A aflição dessa conjunção, que toca o sublime, é, de fato, impossível de ser descrita. Ela –– essa aflição –– talvez possa ser comparada apenas às imagens de mãos e braços que buscam tirar o corpo de Paret das cordas do ringue para deitá-lo no chão. Em sua forma reminiscente de uma miríade de representações renascentistas do Sepultamento de Cristo (sua remoção da cruz e transferência para a sepultura), o momento é interessante para Arruda não apenas por essa semelhança, mas também pela sua relação com rendição e cuidado (dá quase vontade de repetir, renda-se e cuidado, renda-se e cuidado, mesmo se apenas por uma questão de forma). Novamente, o interessante aqui é menos a evocação religiosa do que sua ressonância e complexidade formal.

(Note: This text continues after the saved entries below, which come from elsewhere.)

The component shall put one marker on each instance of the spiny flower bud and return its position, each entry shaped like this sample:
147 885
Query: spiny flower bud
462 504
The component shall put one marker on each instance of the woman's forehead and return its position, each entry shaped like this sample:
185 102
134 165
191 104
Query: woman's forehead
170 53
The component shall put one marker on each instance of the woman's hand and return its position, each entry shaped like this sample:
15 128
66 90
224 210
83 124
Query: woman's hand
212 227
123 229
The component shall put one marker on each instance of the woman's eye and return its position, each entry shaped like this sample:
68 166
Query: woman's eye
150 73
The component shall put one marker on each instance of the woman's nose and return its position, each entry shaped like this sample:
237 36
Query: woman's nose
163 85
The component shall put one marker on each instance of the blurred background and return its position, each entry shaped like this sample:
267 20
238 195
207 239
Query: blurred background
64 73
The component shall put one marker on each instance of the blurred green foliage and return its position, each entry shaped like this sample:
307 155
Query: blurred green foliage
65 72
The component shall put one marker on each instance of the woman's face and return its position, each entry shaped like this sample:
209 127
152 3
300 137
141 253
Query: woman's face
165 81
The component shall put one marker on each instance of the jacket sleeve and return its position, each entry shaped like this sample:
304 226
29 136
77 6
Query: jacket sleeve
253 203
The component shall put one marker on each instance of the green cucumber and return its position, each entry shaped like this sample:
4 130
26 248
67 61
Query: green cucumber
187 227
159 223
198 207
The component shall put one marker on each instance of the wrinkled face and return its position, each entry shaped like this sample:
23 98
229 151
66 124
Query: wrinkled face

E ainda assim, isso não é tudo. E as pinturas? O que falar do horizonte quebrado, mas também interconectado, que liga, separa e circunda esses dois novos trabalhos? Onde se encontram, entre a verticalidade imutável da estátua etrusca e o colapso final da figura de Paret? Talvez eles sejam a extensão sem fim e o tênue limiar que tanto conecta quanto divide esses dois polos? Ou talvez sejam o reflexo da experiência de olhar para eles? Enquanto um é reminiscente da horizontalidade da linha do horizonte na pintura, o outro imita nossa verticalidade perante a imagem. Confluindo de modo rigoroso e absoluto, eles sempre nos colocam –– nós, os espectadores –– no centro, e são capazes de nos levar a uma estranha e incomunicável paz. 


– Chris Sharp


Lucas Arruda (São Paulo, 1983) vive e trabalha em São Paulo. 
Suas exposições individuais incluem Lucas Arruda, David Zwirner, Londres (2017); Deserto-Modelo, Indipendenza, Roma (2016); Deserto-Modelo, Lulu, México DF (2015); Deserto-Modelo, Pivô, São Paulo (2015);
Adicionalmente, seus trabalhos foram incluidos em exposições institucionais tais como Anozero – Bienal de Arte Contemporânea de Coimbra, Coimbra (2017); Soft Power. Arte Brasil, Kunsthal KAdE, Amersfoort (2016); New Shamans/Novos Xamãs: Brazilian Artists, Rubell Family Collection, Miami (2016);  As if in a foreign country, Galerie Schwarzwälder, Vienna (2015); 1ª Bienal Internacional de Asunción - Grito de Libertad, Asunción (2015); Chambres à Part, Edition VIII, La Réserve Paris, Paris (2013); Here is Where We Jump, Museo del Barrio, Nova York (2013).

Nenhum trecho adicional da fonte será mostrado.